Changed Bug title. Request was from Colin Watson <cjw44@flatline.org.uk> to control@bugs.debian.org. (full text, mbox, link).


Information forwarded to debian-bugs-dist@lists.debian.org, Ben Collins <bcollins@debian.org>:
Bug#59829; Package libc6. (full text, mbox, link).


Acknowledgement sent to cjw44@flatline.org.uk:
Extra info received and forwarded to list. Copy sent to Ben Collins <bcollins@debian.org>. (full text, mbox, link).
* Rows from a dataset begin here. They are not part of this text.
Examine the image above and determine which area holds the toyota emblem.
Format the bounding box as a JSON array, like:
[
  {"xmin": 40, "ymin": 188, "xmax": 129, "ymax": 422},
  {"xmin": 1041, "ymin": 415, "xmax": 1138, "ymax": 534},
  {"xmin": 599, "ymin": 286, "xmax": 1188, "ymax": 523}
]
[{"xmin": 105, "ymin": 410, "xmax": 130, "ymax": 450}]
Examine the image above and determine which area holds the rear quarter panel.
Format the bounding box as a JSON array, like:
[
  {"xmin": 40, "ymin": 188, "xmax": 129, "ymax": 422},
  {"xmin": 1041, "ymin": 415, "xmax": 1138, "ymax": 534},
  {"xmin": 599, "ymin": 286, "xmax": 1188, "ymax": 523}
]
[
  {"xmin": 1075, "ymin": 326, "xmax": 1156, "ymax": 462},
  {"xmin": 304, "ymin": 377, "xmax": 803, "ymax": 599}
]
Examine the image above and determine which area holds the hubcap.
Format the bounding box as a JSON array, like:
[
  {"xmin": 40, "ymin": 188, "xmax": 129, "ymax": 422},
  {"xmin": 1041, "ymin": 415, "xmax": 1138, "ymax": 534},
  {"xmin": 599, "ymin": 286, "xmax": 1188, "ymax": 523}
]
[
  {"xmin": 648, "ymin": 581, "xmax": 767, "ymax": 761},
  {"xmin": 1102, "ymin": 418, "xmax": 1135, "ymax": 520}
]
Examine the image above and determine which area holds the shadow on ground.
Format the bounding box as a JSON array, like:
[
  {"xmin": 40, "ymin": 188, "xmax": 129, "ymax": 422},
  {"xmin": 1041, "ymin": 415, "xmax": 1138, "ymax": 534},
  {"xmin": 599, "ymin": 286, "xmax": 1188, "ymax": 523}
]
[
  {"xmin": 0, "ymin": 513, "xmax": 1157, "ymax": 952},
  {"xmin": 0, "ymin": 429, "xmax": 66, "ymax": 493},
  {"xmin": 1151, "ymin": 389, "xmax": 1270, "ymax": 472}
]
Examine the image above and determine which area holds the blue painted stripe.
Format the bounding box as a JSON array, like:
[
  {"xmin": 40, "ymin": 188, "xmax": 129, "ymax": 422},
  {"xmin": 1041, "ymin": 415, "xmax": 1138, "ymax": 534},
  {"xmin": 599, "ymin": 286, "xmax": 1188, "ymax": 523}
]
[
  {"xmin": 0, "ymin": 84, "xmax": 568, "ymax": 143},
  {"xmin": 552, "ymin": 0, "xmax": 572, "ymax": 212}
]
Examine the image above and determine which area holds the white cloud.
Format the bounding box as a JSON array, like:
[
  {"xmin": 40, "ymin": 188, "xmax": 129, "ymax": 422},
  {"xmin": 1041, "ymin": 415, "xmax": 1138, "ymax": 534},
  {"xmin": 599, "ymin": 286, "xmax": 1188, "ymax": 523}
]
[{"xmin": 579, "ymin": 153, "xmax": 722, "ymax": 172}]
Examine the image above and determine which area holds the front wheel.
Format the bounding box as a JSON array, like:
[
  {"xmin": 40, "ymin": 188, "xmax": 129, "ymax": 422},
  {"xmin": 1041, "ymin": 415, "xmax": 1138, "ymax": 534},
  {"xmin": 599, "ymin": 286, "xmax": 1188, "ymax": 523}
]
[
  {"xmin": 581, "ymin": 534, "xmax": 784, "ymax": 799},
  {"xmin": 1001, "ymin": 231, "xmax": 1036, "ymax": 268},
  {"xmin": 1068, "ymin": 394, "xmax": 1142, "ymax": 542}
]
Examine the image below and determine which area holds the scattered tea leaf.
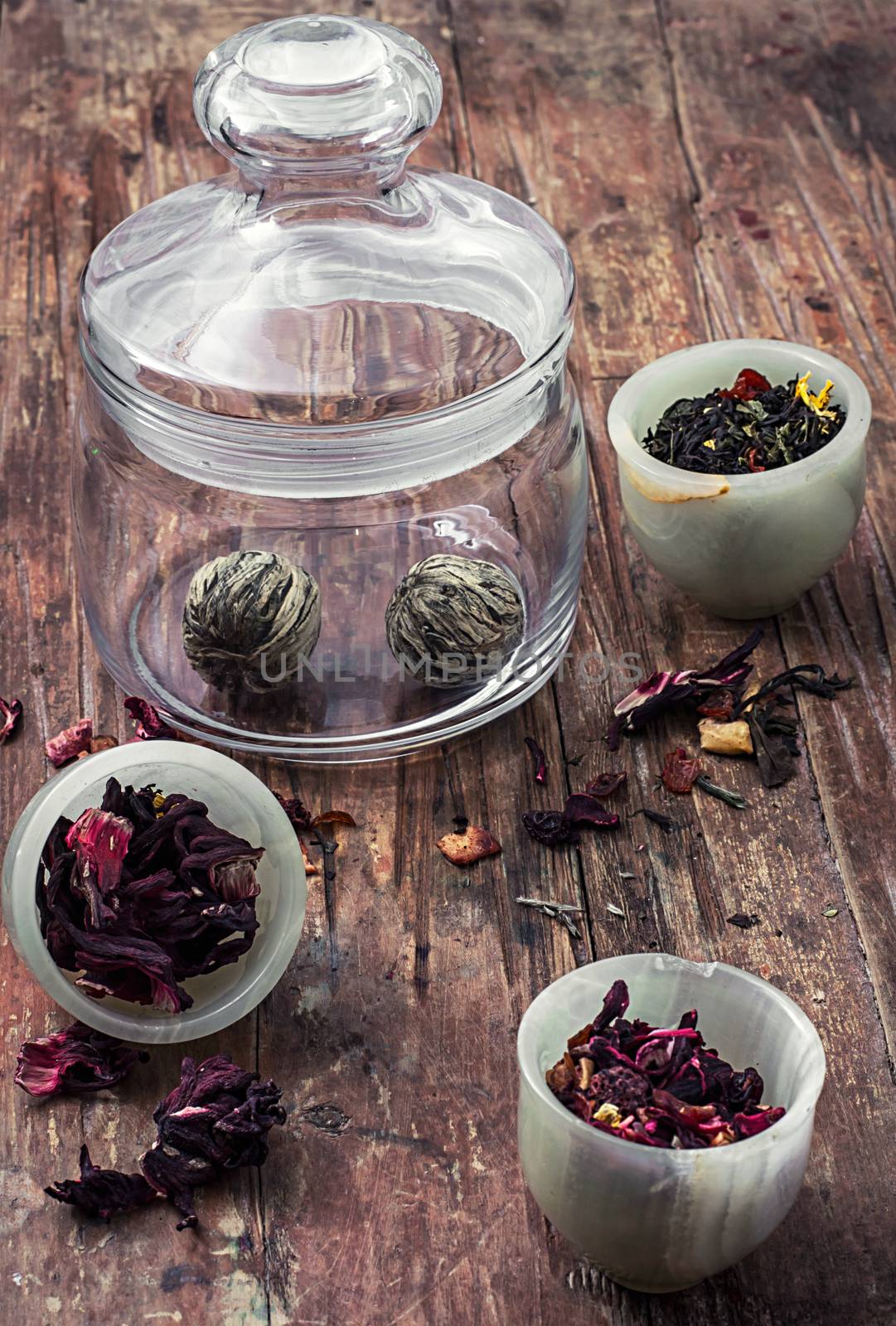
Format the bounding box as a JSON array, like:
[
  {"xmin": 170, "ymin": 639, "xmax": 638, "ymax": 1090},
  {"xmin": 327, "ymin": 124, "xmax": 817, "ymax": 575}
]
[
  {"xmin": 525, "ymin": 738, "xmax": 547, "ymax": 782},
  {"xmin": 728, "ymin": 912, "xmax": 759, "ymax": 930},
  {"xmin": 632, "ymin": 806, "xmax": 684, "ymax": 832}
]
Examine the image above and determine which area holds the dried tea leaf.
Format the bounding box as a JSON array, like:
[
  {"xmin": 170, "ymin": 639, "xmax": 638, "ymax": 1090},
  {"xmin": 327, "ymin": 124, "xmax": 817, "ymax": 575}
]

Message #28 received at 59829@bugs.debian.org (full text, mbox, reply):

From: cjw44@flatline.org.uk
To: libc-alpha@sourceware.cygnus.com
Cc: 59829@bugs.debian.org
Subject: fnmatch() behaves oddly with *s and FNM_LEADING_DIR
Date: Sun, 15 Oct 2000 16:13:39 +0100
>Submitter-Id:	net
>Originator:	Colin Watson
>Organization:  riva.ucam.org
>Confidential:	no
>Synopsis:	fnmatch() with FNM_LEADING_DIR matches * inconsistently
>Severity:	non-critical
>Priority:	low
>Category:	libc
>Class:		sw-bug
>Release:	libc-2.1.95
>Environment:
	
Host type: i386-pc-linux-gnu
System: Linux riva 2.4.0-test2 #1 Sun Jun 25 22:05:08 BST 2000 i686 unknown
Architecture: i686

Addons: linuxthreads

Build CC: gcc
Compiler version: 2.95.2 20000220 (Debian GNU/Linux)
Kernel headers: UTS_RELEASE
Symbol versioning: yes
Build static: yes
Build shared: yes
Build pic-default: no
Build profile: yes
Build omitfp: no
Build bounded: no
Build static-nss: no
Stdio: libio

>Description:

This bug was originally reported in Debian bug #59829,
<URL:http://bugs.debian.org/59829>. I'll repeat the problem description
here, with a little editing.

Ryan Tracey <ryant@thawte.com> wrote:
| Tar no longer excludes the files and directories that previous versions
| used to exclude (sorry, I have no idea with which version the change
| occurred, but it was within the past month or so). For example, to
| exclude all the MS Frontpage extensions files and directories in the
| 'webspace' directory tree, I used to do this:
| 
|         tar xcf /var/tmp/website.tgz --exclude=_\* webspace\
| 
| This used to exclude all the _vti_cnf/ and _private/ directories that
| don't need to be on the main website.

tar checks whether a name is excluded by using the libc function
fnmatch() with FNM_FILE_NAME and FNM_LEADING_DIR. With these flags, a
pattern like "_*" matches a string that contains something matching "_*"
and containing no slashes, followed by a string containing exactly one
slash: that is, the pattern is matched against everything but the final
component of the file name and the preceding slash. "*" will match
"foo/bar", but not "foo" or "foo/bar/baz", using these flags - despite
the fact that the pattern "foo" will match all three of these strings
using these flags. This causes tar a good deal of confusion.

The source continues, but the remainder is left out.